NCPA Submits Comments to CMS Call for Transparency Recommendations:  This week NCPA submitted comments to a CMS Request for Information (RFI) that was an attachment to the Final Call Letter.  The RFI solicited input on “regulatory, sub-regulatory, policy, practice and procedural changes” to use “transparency, flexibility, program simplification and innovation” to provide MA and Medicare Part D enrollees with “options that fit their individual health needs.”  NCPA’s comments focused on DIR fees, MAC pricing, access standards for preferred cost sharing pharmacies, the Part D lock-in program, and the reliability of existing PQA measures currently being used in the marketplace to determine performance at the pharmacy level.

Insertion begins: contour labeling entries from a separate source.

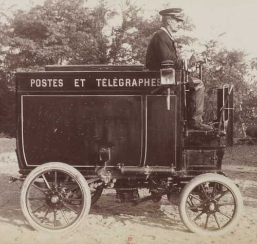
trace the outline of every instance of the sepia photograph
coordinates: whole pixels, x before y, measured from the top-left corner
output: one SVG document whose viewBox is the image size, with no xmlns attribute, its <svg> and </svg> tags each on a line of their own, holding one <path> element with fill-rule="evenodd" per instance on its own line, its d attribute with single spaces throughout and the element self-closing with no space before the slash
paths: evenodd
<svg viewBox="0 0 257 244">
<path fill-rule="evenodd" d="M 0 0 L 1 244 L 254 244 L 256 0 Z"/>
</svg>

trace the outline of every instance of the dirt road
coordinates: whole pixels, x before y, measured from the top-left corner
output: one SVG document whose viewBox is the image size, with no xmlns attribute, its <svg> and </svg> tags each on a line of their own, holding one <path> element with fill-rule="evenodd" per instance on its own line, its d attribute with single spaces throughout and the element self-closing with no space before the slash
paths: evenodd
<svg viewBox="0 0 257 244">
<path fill-rule="evenodd" d="M 0 147 L 2 145 L 4 148 L 7 143 L 14 145 L 14 141 L 2 139 Z M 251 152 L 247 151 L 248 156 L 257 151 L 257 146 L 255 147 L 251 148 Z M 244 152 L 237 153 L 241 155 Z M 71 233 L 50 235 L 33 230 L 26 221 L 20 206 L 20 184 L 8 183 L 9 175 L 17 174 L 15 152 L 13 149 L 0 150 L 0 243 L 255 243 L 257 168 L 251 164 L 238 165 L 229 155 L 227 162 L 225 160 L 224 169 L 229 177 L 240 185 L 245 204 L 241 221 L 229 234 L 210 238 L 189 232 L 180 220 L 177 207 L 170 205 L 164 197 L 159 203 L 149 201 L 133 207 L 118 202 L 115 192 L 108 190 L 91 207 L 79 229 Z M 254 158 L 255 161 L 252 159 L 251 164 L 257 166 L 257 157 L 253 157 L 253 160 Z"/>
</svg>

Gottlieb Nomination Advances to Full Senate: The Senate HELP Committee voted 14-9 to forward the nomination to the floor.  Two Democrat Senators broke ranks with their party and voted for Dr. Gottlieb – Michael Bennet of Colorado and Sheldon Whitehouse of Rhode Island.  A floor vote is likely for next week. Related to compounding, Gottlieb has said if confirmed, he is committed to implementing DQSA, as intended by Congress, to both protect patient safety, and allow the safe and appropriate practice of pharmacy compounding.

NCPA Resources/Articles of Interest: 

In the States: 

  • Illinois: NCPA and other pharmacy stakeholders signed on to a letter urging the Illinois Medicaid Program Director to consider utilizing NADAC as the primary benchmark for Medicaid FFS. The letter cites several COD studies and suggests the department consider a dispensing fee of at least $10.66.
  • Pennsylvania: NCPA signed on to a letter with the Pennsylvania Pharmacists Association urging the Department of Human Services to examine further data demonstrating that the proposed dispensing fee should be increased. The letter also urges the department to reconsider using WAS -50.5% or WAC -3.3% as an alternative benchmark to NADAC, as this could result in pharmacies being reimbursed below cost.